We’re going to talk about writing one- to two-page Letters of Interest (LOI) to foundations that give grants across the nation. I know, it can seem a little intimidating when you are used to writing for a local audience. It’s one thing to approach a foundation that knows and loves your organization. It’s quite another to send an LOI to Kansas and not know whether Dorothy will even read it.
But Oz isn’t quite as intimidating as it may appear. Just like our intrepid friends you can find your way there with a little heart, brain, and courage.
Have a Heart
First, don't beat yourself up about the task ahead. You are playing in a bigger pool here. National foundations are very competitive. They just are. The best you can do is to write from the heart of your organization with conviction and passion.
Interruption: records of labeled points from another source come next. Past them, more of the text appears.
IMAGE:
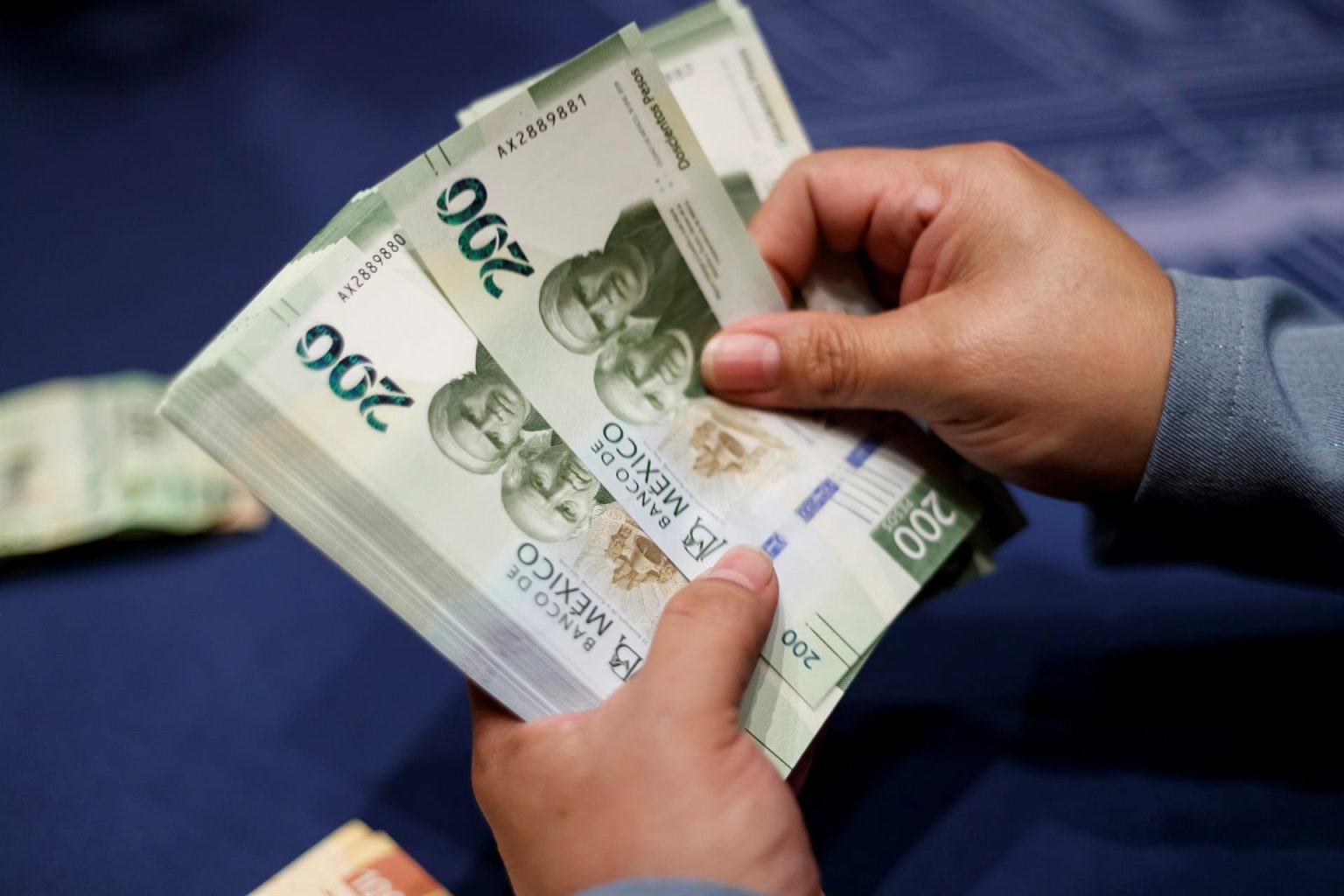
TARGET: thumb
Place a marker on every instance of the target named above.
(710, 635)
(887, 361)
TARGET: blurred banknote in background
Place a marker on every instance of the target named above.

Remember, the reviewers will be completely unfamiliar with your organization so you need to paint a picture that depicts your community to a complete stranger. Don’t take it for granted that they will understand that it is two hours to the nearest Greyhound bus station or that you are covered in snow for six months a year. They may be reading from San Antonio and have forgotten what 40 degrees even feels like.
And, these reviewers won’t have a chance to see and feel your commitment and compassion via a face to face meeting. They need to feel it from your words. So, write with the heart of Tin Man.
Have a Brain
Think strategically. You could use a scatter shot approach and send in a cookie cutter application to 50 foundations. Or you take a note out of Scarecrow’s book and think about the best approach.
Build on your relationships and local friends and funders if they would be able to open doors for you with national foundations. Your strong supporters will be happy to do this when they can since they understand the power of the service that you provide.
And, it is better to submit five targeted applications than 50 random applications. So, consider which foundations are most closely aligned with your mission and pick projects that are a great fit for them. Then write specifically for them – referencing their mission and focus.
And doing this, demands that you have the courage of Lion. Because, risking failure takes courage. And the odds in this game are not stacked in your favor. If you are a fit for them you are a fit for them. If you’re not, you’re not. But persistence pays.
You don't have to be perfect and always win. You just have to try. And with persistence you will win some. And when you successfully win grant funding from a national foundation it helps your clients, adds credibility to your organization, and validates your existing donors. It’s a win-win all around.
So, if you are faced with writing an LOI to a distant funder, take heart, have a brain and act with courage and you will reach Oz eventually.
And when you get there, you will find that it all managed by a man behind the curtain. Program officers are just human as you and I – although let’s give them credit for having a pretty big heart.